Dispositif non disponible dans la source.

Exposé sommaire

Cet amendement a pour objet de créer un programme d'accueil pour les femmes victimes d'apartheid de genre. 


On a tous en tête les images de Ahou Daryaei, marchant dénudée, devant l’université de Téhéran.

Elle brave tous les interdits en signe de protestation contre l’oppression dont sont victimes les iraniennes pour un voile mal porté. Cette jeune femme a été évidemment embarquée par la police des moeurs après avoir été violemment battue. Amnesty International demande sa liberté. 

Son geste tout à la fois courageux et désespéré est un acte de survie, une lumière dans la nuit, qui force notre admiration. 

Mais, l’admiration n’est pas un projet politique. Il existe des pays où la moitié de la population a perdu son droit même de respirer. Je pense à l’Iran mais aussi à l’Afghanistan où les femmes sont victimes d’un véritable apartheid de genre. La réduction au silence, la condamnation à l’effacement de soi.  Une plongée dans les ténèbres. Une barbarie sans nom. Les témoignages qui nous parviennent sont glaçants. On ne peut pas, Monsieur le Ministre, seulement saluer le combat de celles qui font entendre leurs voix. 


Nous avons le devoir de protéger ces femmes en leur tendant la main. Il faut qu’elles puissent venir de manière sûre jusqu’en Europe. 


Sur le plan juridique, il y a eu des avancées. Pour les Afghanes notamment. Le droit d’asile leur est reconnu du seul fait de leur genre. La Cour nationale du droit d’asile a ouvert la voie cet été et la Cour de justice de l’Union européenne lui a emboîté le pas le mois dernier. 


Mais cette protection juridique n’a aucune valeur si ces combattantes de la liberté ne peuvent pas arriver jusqu’à nous. 

Ces femmes mettent des années avant de nous rejoindre.

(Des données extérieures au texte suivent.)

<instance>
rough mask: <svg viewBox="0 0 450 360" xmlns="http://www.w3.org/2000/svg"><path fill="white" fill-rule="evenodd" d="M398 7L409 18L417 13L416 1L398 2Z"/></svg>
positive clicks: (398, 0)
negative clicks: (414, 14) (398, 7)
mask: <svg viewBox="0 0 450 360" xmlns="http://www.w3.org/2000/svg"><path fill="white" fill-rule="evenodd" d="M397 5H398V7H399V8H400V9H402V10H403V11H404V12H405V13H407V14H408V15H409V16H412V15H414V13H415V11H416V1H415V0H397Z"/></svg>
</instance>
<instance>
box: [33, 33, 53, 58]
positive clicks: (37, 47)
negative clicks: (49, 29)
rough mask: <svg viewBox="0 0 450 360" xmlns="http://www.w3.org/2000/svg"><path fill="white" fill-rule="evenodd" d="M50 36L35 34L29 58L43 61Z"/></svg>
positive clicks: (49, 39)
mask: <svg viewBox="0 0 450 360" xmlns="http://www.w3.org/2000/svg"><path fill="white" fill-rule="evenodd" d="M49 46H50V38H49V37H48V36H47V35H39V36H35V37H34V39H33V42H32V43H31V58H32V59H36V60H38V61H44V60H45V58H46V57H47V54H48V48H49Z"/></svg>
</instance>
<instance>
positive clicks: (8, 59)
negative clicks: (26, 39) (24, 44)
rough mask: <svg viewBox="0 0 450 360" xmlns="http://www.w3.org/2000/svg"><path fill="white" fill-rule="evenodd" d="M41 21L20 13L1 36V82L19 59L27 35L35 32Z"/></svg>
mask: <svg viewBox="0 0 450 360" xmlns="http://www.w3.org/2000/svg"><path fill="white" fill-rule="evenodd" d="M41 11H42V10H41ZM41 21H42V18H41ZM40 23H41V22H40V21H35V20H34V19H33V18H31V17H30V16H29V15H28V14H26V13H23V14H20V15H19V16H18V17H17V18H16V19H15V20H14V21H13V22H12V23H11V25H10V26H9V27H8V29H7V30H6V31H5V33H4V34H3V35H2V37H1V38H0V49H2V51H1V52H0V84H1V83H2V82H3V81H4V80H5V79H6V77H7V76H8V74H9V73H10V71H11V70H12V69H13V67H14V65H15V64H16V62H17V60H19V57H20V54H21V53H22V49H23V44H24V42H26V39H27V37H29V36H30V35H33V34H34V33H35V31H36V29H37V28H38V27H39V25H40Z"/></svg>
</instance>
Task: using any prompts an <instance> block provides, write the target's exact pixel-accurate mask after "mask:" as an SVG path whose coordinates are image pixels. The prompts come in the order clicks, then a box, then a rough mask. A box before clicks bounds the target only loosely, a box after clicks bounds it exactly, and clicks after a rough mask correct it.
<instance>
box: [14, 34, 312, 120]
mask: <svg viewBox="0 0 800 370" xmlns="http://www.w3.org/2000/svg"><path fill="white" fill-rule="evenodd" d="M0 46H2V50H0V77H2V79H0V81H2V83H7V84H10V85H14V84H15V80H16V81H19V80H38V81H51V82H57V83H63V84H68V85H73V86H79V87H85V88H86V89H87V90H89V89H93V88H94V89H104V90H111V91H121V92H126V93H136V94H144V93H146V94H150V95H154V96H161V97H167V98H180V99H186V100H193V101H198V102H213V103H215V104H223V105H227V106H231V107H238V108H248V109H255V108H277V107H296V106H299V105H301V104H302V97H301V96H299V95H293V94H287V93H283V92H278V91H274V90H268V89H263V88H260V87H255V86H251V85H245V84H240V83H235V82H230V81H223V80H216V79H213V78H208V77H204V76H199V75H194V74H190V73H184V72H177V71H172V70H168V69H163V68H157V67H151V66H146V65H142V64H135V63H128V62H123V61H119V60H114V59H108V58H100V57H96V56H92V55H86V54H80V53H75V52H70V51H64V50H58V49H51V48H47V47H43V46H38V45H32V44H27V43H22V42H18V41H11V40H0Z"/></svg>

Elles traversent des dizaines de pays où elles sont soumises à des violences sexuelles et physiques, faute d’aide humanitaire dans les pays transfrontaliers. 

Elles attendent pendant des mois un rendez-vous au consulat, faute d’équipes consulaires capables de traiter les demandes de visas.  

Nous proposons de les aider à travers un programme d’accueil qui reposerait sur trois piliers : une aide humanitaire dans les pays frontaliers pour protéger les femmes qui souhaitent rejoindre l'Europe ; un engagement à faciliter et accélérer les délivrances de visa leur permettant de rejoindre la France pour y demander l’asile ; un système d’accueil renforcé à l’arrivée en France, qui reconnaisse leurs besoins spécifiques et s’ajoute aux dispositifs déjà existants pour les autres demandeurs d’asile.

Pour ce faire, il est proposé de minorer 100 000 000 d'euros l'action 03 "Lutte contre l'immgration irrégulière » au sein du programme 303 "Immigration et asile" au profit d'une nouvelle ligne de programme " Programme d'accueil des femmes victimes d'apartheid de genre». Il convient de noter que la proposition de mouvement de crédits est uniquement formelle, afin de respecter les règles budgétaires. Notre intention n’est pas de ponctionner un programme et nous appelons le Gouvernement à lever ce gage.